Beispiel: Nach Abzug der direkt in den Wahlkreisen errungenen Mandate bleiben der x-Partei von den 50 über die Landesliste vergebenen Plätze (71 werden direkt gewählt) 28 und die Hälfte der Wähler hat nur die Partei und nicht einzelne Kandidaten auf der Landesliste angekreuzt. Dann sind die ersten 14 Kandidaten gewählt unabhängig davon, wie viele zusätzliche Einzelstimmen sie noch errungen haben. Bei den restlichen 14 entscheidet die absolute Stimmzahl. So kamen etwa bei der SPD die beiden letzten Kandidaten auf der Liste (Platz 60 und 59) oder solche, die auf einer neuen Seite des Stimmbuchs oben als erste standen, obwohl es sich um Platz 31 handelte, noch ins Parlament . Aber auch Einzelkämpfer mit Extra-Flyern in den Briefkästen oder gutem Standing als bekannte Fachleute in der örtlichen Presse hatten so eine Chance.

Deshalb hat das neue Wahlrecht durchaus mehr Chancen der Mitwirkung eröffnet und wird beim nächsten Mal auch leichter zu handhaben sein: Die Bezirksversammlungswahlen werden nämlich mit der Europawahl zusammengelegt und terminlich von der Bürgerschaftswahl getrennt. Also geht es nur noch je Wahl um maximal 10 Stimmen in zwei Stimmbüchern. Die prominenten oberen Plätze auf den Landeslisten werden sich nicht verändern, solange eine nennenswerte Zahl der Wähler nicht Einzelkandidaten ankreuzt. Immerhin können die Parteien aus den einzelnen Stimmzahlen gute Rückschlüsse auf die Kandidatenrunde bei der nächsten Wahl ziehen. Da nützt dann ein starker Rückhalt „im Hinterzimmer“ nichts mehr.

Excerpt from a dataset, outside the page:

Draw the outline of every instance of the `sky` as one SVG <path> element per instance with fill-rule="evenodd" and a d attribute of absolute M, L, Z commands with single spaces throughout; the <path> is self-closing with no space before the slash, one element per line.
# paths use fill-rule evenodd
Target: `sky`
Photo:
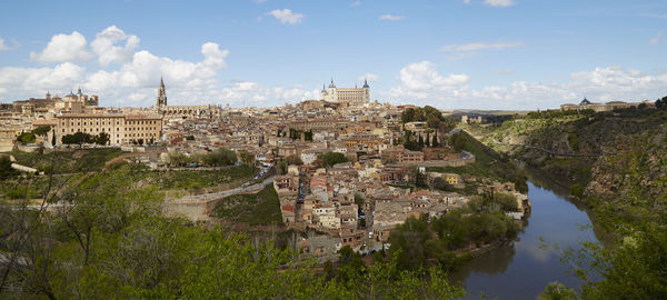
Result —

Ein Nachteil bleibt die Gefahr, dass sich Kandidaten mit einem persönlichen Wahlkampf gegen Parteifreunde und die Parteiorganisation profilieren. Freilich geht das nur einmal, denn auf den Stimmzettel im Wahlkreis oder auf die Landesliste kommt man beim nächsten Mal nur durch ein Votum der örtlichen Parteimitglieder (Wahlkreis) oder des Landesparteitages.

Insgesamt hat das neue Wahlrecht in Hamburg neue Chancen der Einflussmöglichkeiten für die Wahlbürger eröffnet, ein gutes Zeichen für mehr Demokratie !

Hans-Peter Strenge ist Präsident der Synode der Nordelbischen Ev.-Luth. Kirche und Sprecher der RAG Hamburg von Gegen Vergessen – Für Demokratie e.V.